Aussi rapidement qu'il était entré, l'hybride était déjà ressorti, laissant Jisung pantois avec son baquet d'eau à moitié vide, un bouquet de tournesols qui semblait avoir traversé bien des épreuves et surtout un cœur battant une chamade furieuse contre ses côtes.
Il eu bien du mal à se ressaisir. Pendant de longues secondes, il resta sans bouger en observant la porte de sa boutique se refermer sur l'inconnu avant de se rendre compte que ses joues étaient complètement rouges. Embarrassé, il arrangea son bouquet du mieux qu'il le pouvait avant d'aller chercher de quoi nettoyer le sol du magasin trempé d'eau. Il était maladroit, ce genre d'incident arrivait régulièrement. Félix ne lui en tenait jamais rigueur et heureusement.
D'ailleurs, lorsqu'il raconta son aventure à son ami, ce dernier semblait aussi surpris qu'amusé. Félix était un hybride chat marsupial : il avait une jolie fourrure châtain claire tachetées de blanc avec une crinière de cheveux longs. Ses grands yeux noirs pétillaient d'excitation lorsqu'il racontait sa mésaventure et sa rencontre désastreuse avec le nouveau livreur de journaux.
« Oh Jisung ! » s'exclama t-il alors qu'ils se trouvaient tous les deux à l'arrière boutique entrain de ranger les fleurs non utilisées pour les compositions du jour. « ça serait peut être l'occasion rêvée de pouvoir sympathiser avec une nouvelle personne non ? »
« J'ai été ridicule Félix. » répondit l'hybride écureuil en se mettant presque à geindre. « C'était pathétique, j'ai tout gâché. »
« Allons, ce n'est rien. Il est parti parce qu'il avait juste beaucoup à faire. » reprit Félix en fermant une des nombreuses boites vides dans lesquelles ils avaient reçu leur livraison tôt ce matin là. « Il a l'air de te plaire... »
C'était stupide. Jisung n'avait vu cet hybride que l'espace de quelques secondes, et pourtant il avait une odeur particulière. Quelque chose qui mettait ses sens en émoi et son cœur en frémissait encore. Il ne croyait pas au coup de foudre, cet inconnu était juste magnifique, sentait divinement bon, et il avait peut être intensément regretté de ne pas avoir osé demander son prénom. Il savait que c'était sans grand intérêt pour l'hybride chat, après tout, il devait forcément connaître des gens très intéressant et bien plus cultivés que lui... Pourquoi s'intéresser à un fleuriste qui sentait le papier bon marché ?
« Ce n'est rien de grave, il reviendra de toute façon demain pour faire son travail. » grommela Jisung en caressant machinalement une grappe de lavande qui se trouvait dans ses cheveux.

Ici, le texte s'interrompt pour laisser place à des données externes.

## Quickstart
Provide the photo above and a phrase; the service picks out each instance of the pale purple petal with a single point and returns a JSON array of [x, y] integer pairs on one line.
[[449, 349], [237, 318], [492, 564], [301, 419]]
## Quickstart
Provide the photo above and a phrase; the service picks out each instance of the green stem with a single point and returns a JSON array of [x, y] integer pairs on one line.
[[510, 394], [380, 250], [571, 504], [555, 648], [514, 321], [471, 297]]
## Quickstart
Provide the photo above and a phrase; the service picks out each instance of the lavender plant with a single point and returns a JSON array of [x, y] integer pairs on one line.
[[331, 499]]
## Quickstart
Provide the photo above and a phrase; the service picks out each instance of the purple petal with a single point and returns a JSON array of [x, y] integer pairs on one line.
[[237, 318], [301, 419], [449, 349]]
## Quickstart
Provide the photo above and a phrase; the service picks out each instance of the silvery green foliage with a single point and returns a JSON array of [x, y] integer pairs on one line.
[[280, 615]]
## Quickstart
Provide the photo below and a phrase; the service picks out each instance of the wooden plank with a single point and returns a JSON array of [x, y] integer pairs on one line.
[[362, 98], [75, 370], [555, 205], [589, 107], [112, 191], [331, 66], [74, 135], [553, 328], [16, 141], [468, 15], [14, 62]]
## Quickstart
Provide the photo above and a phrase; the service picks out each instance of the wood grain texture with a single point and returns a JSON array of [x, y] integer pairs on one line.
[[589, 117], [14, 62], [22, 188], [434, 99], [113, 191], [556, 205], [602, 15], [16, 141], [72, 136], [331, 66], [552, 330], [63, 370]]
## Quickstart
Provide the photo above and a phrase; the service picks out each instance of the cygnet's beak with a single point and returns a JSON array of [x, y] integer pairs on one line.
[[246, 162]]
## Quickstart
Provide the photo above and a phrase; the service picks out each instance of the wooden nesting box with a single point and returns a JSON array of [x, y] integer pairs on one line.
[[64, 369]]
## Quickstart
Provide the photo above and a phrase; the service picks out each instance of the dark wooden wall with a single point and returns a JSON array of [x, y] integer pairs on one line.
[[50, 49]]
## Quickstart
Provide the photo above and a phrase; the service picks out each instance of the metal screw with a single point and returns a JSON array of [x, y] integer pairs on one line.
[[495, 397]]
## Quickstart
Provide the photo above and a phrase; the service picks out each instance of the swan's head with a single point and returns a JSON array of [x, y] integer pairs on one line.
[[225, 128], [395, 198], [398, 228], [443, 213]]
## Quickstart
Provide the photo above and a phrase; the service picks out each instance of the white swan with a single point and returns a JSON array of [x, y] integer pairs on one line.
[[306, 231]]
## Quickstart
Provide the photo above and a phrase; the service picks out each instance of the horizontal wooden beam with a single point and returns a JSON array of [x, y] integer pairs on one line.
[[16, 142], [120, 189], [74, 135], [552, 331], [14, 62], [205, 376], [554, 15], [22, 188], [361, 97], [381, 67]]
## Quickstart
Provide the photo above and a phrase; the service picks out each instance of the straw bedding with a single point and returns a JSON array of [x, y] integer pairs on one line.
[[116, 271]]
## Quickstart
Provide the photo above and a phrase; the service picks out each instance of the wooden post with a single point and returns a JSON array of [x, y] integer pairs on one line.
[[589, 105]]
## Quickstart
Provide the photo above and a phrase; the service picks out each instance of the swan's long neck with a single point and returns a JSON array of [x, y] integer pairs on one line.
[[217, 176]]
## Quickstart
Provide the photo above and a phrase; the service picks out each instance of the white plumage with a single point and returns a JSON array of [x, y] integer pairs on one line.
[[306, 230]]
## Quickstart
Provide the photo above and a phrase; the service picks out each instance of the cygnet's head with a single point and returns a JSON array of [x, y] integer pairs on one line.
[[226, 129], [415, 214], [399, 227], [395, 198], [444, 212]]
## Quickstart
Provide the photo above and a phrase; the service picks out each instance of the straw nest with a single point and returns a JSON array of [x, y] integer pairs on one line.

« Demande lui au moins son nom. » reprit son ami en soupirant. « Arrête de vouloir t'isoler, tu as le droit de sympathiser. Et peut être que cet inconnu sera ravi d'en apprendre plus sur le bel écureuil que tu es. »
Jisung leva les yeux au ciel : même s'il faisait mine d'être exaspéré, il était touché par les mots de son ami. Il voulait trouver une manière agréable d'aborder l'inconnu, de pouvoir déclencher la conversation sans paraître pour l'empoté qu'il était. En jetant un coup d'œil sur le plan de travail où se trouvait le journal qu'avait déposé l'hybride chat en effectuant sa tournée, Jisung s'approcha de l'amas de papier pour l'attraper du bout des doigts. L'odeur forte de l'inconnu s'était déjà dissipée et il ne restait que l'odeur de l'encre et celle du papier qu'il ne connaissait que trop bien.
Ce fut en déposant son regard sur des bleuets délicats, livrés du matin même qu'il eu l'idée.
Les fleurs aux pétales piquants, d'une jolie inflorescence de couleur violacée, dégageaient une odeur tendre. Elles symbolisaient la timidité et représentaient très bien l'état d'esprit dans lequel il se trouvait à l'heure actuelle. Peut être pouvait il lui offrir quelques fleurs le lendemain pour se faire pardonner de son effroyable présentation.
Le lendemain, il arrangea une couronne de bleuets et de pâquerettes tressée dans ses cheveux du mieux qu'il pu. Arrivé le premier à la boutique, il prit le temps de faire un minuscule bouquet de bleuets avec un morceau de raphia pour le faire tenir. Son cœur bondissait déjà dans sa poitrine tant il avait hâte de revoir l'inconnu, aussi fut il prit au dépourvu en voyant Félix venir plus tôt dans la boutique. L'hybride chat marsupial semblait devoir se retenir de rire en se rendant compte de l'air déçu de son ami.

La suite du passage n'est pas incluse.